Legislators of the Legislative Committee on Tax Matters negotiated to establish a ceiling of a 55% interest rate on loans of less than ¢675,000 colones, and 39.4% for loan amounts over.

Facade of the Banco Central de Costa Rica (Central Bank) in downtown San Jose. Photo: Rafael Pacheco / El Financiero

Those rates are based on a technical calculation that is currently still part of the discussions between legislators of the different political parties and with the involvement of the General Superintendent of Financial Institutions (Sugef), Bernardo Alfaro

The actual ceiling on for rates, before they are considered to be usury depends on the prevailing rates of the Central Bank (Banco Central) and the salary of a class 1 employee of the judiciary that is, currently ¢675,300 colones.

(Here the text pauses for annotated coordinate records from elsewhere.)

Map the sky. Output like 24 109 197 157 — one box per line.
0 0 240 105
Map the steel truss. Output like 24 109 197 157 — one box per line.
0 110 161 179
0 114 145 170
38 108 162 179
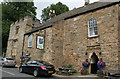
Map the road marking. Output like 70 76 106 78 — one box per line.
0 69 15 75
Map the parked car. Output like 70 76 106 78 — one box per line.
19 61 55 77
0 58 16 67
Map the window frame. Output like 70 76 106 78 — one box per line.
36 35 45 50
88 18 98 37
28 34 33 47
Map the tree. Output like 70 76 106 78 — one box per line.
41 2 69 22
2 2 36 52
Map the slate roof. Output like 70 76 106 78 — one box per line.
25 0 120 35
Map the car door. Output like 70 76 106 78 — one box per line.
0 59 4 66
30 61 37 73
23 61 31 73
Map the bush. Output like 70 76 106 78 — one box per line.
67 64 73 68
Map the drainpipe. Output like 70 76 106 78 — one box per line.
22 34 25 56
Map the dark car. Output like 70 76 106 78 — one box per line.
19 61 55 77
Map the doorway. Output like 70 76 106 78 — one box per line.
90 52 99 74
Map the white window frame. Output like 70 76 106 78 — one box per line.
28 34 33 47
88 18 98 37
37 35 45 49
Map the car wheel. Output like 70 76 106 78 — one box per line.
33 70 38 77
19 67 23 73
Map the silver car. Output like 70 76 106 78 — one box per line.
0 58 16 67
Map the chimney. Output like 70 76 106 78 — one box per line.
85 0 89 5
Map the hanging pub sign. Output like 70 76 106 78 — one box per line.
37 36 44 49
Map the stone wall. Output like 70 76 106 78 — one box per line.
64 5 119 69
6 16 40 64
24 4 120 70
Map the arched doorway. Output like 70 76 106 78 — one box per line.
90 52 99 74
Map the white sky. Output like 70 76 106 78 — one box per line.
0 0 99 20
34 0 99 19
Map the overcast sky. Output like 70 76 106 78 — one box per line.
34 0 99 19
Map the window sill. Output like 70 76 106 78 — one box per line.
28 46 32 48
88 35 99 39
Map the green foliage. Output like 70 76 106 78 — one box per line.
41 2 69 22
1 2 36 52
67 64 73 68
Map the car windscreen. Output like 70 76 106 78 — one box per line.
39 61 51 65
6 58 13 60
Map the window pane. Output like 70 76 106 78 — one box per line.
89 19 98 36
94 27 98 35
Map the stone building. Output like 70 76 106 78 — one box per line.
6 16 40 63
6 2 120 73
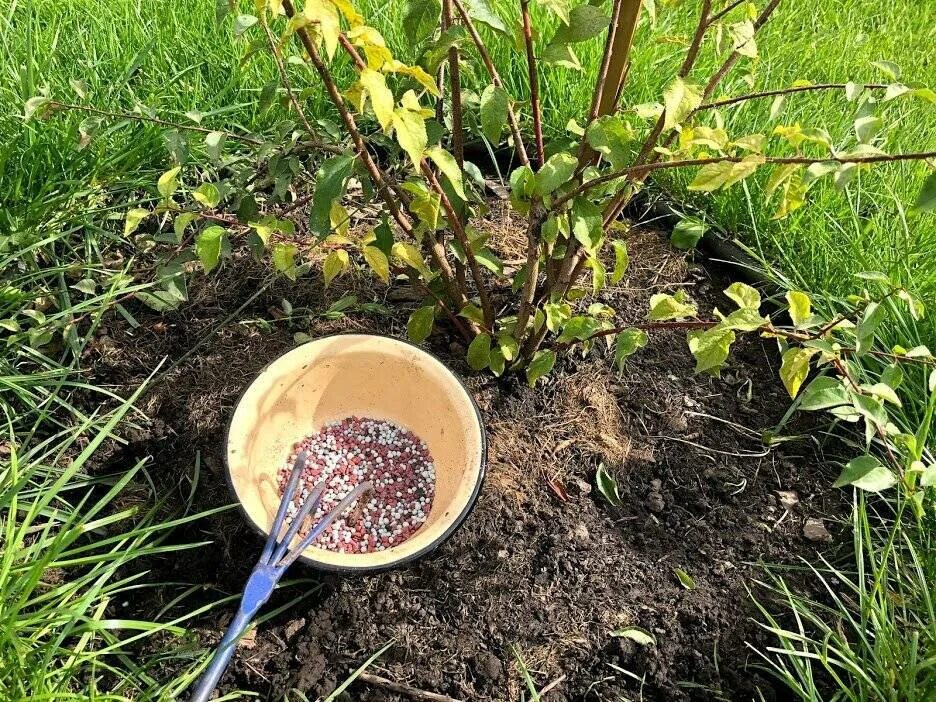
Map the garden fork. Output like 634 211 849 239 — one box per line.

To calculate the ceiling rate on loans, the proposal is multiplying the average active rate calculated by the Central Bank which, the previous week, was 12.75%, according to Welmer Ramos, legislator for the Partido Acción Ciudadana (PAC).

Based on the current salary and Central Bank rate, the ceiling rate is 55%, defined as a “microcredit cap”.

For loans in amounts higher than ¢675,000 colones, the calculation changes, the multiply rate is 3.1, thus the maximum interest would be 39.4%, the “conventional credit cap”.

Higher interests would be considered a crime.



Simple enough. However, the Sugef head explained that, if the ceiling for ordinary loans is less than 40%, this would exclude vulnerable sectors of the national financial system; although, he acknowledged, that a limit of 38% excludes less than a ceiling, for example, 35%.

“What they are looking for is which multiplier is the one that makes the average active rate close to that maximum level (45%) that our methodology has already recommended and, as the average active rate of the system is quite stable and reflects, in In effect, what are the credit levels established by all entities, we see that it can be a very good reference,” explained the superintendent.

Legislators of the Comisión Legislativa de Asuntos Hacendarios ( Legislative Committee on Tax Matters) in discussion over interest rate caps

The politicians argue that setting the conventional cap rate at 39% would protect some 127,000 families due to their socio-economic conditions, that is, they would no longer be excluded from the national financial system.

Regardless of which rate cap is adopted, legislators agree to use the average active rate as a reference so that the cap can move according to market conditions.

In the proposal, the conventional rate would be reviewed every year to avoid legal uncertainty.